The Debt Service Ratio (DSR) Explained

Time and Date December 6th, 2011 User by Joe Capote Comments No Comments

The Debt Service Ratio, also known as debt service coverage ratio, is a simple ratio that lets investors know if their mortgage payments will be too high for the property to be a good investment. It’s the net operating income (rent minus expenses) divided by the debt service, or mortgage payment.

Example:

  1. A property generates $1000 in rent.
  2. Expenses for the property are $400.
  3. The net operating income is $600.

$1,000 – $400 = $600 (net operating income).

$600 (NOI) / $400 (Expenses) = 1.5

The Debt Service Ratio, in this case, is 1.5.

This means that for every $1 spent on a mortgage payment, $1.50 is being generated in post-expense cash flow.

This example is extremely simplistic. It assumes that the mortgage payment includes taxes and insurance, two monthly costs that every investor must incur. Let’s take a look at a much more realistic calculation for San Mateo County real estate.

This San Bruno Park home is on the market for $315,000. It is a 2br/2ba home that will command (as of today’s market rents) $2,200 per month in rent.

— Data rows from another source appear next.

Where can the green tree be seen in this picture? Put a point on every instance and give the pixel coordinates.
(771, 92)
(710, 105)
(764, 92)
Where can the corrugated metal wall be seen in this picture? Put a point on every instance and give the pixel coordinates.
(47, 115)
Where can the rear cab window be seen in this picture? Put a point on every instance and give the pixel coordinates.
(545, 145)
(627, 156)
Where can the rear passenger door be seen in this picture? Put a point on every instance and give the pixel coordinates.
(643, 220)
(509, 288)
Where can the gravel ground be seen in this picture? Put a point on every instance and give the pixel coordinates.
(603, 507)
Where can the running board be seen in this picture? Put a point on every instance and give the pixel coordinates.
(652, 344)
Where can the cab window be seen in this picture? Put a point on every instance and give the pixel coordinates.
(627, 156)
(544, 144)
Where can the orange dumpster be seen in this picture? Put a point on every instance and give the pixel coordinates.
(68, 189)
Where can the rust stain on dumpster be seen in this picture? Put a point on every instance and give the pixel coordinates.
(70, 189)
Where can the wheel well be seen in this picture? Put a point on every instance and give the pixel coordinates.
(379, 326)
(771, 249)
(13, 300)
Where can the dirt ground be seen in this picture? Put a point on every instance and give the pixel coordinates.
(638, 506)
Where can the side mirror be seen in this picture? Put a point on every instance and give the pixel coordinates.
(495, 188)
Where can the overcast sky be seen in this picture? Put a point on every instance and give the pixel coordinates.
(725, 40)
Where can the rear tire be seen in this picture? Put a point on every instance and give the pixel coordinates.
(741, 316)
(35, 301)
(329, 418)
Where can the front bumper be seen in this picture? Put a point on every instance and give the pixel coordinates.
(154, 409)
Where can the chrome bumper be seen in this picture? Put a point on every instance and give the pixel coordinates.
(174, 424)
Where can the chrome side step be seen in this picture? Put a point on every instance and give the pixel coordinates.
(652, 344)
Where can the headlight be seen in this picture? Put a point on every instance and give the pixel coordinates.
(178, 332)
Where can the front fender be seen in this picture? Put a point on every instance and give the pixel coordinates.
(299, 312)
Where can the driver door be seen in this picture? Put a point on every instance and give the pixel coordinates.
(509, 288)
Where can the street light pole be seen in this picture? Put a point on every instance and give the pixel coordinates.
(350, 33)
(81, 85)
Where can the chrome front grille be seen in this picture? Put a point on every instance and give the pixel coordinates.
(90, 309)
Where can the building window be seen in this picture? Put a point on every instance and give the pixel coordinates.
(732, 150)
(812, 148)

Assume a down payment of 50%. That leaves a loan amount of $157,500. At the current rates of 4.625% for non-owner occupied financing, the mortgage payment (principal and interest) is $809.55. Taxes are 1.255 of the purchase price, or a monthly cost of $398. Let’s assume $100 per month in insurance, and another $50 for maintenance.

  1. Property generates $2200 in rent
  2. Expenses for the property are 1357.55 (Principal, interest, taxes, insurance, other expenses).
  3. Net operating income is $842.45.

$842.45 (NOI) / $1357.55 (PITI + expenses) = .62

The Debt Service Ratio, in this case, is .62.

So in this example, every dollar spend on PITI/expenses generates $.62 cents in post-expense cash flow.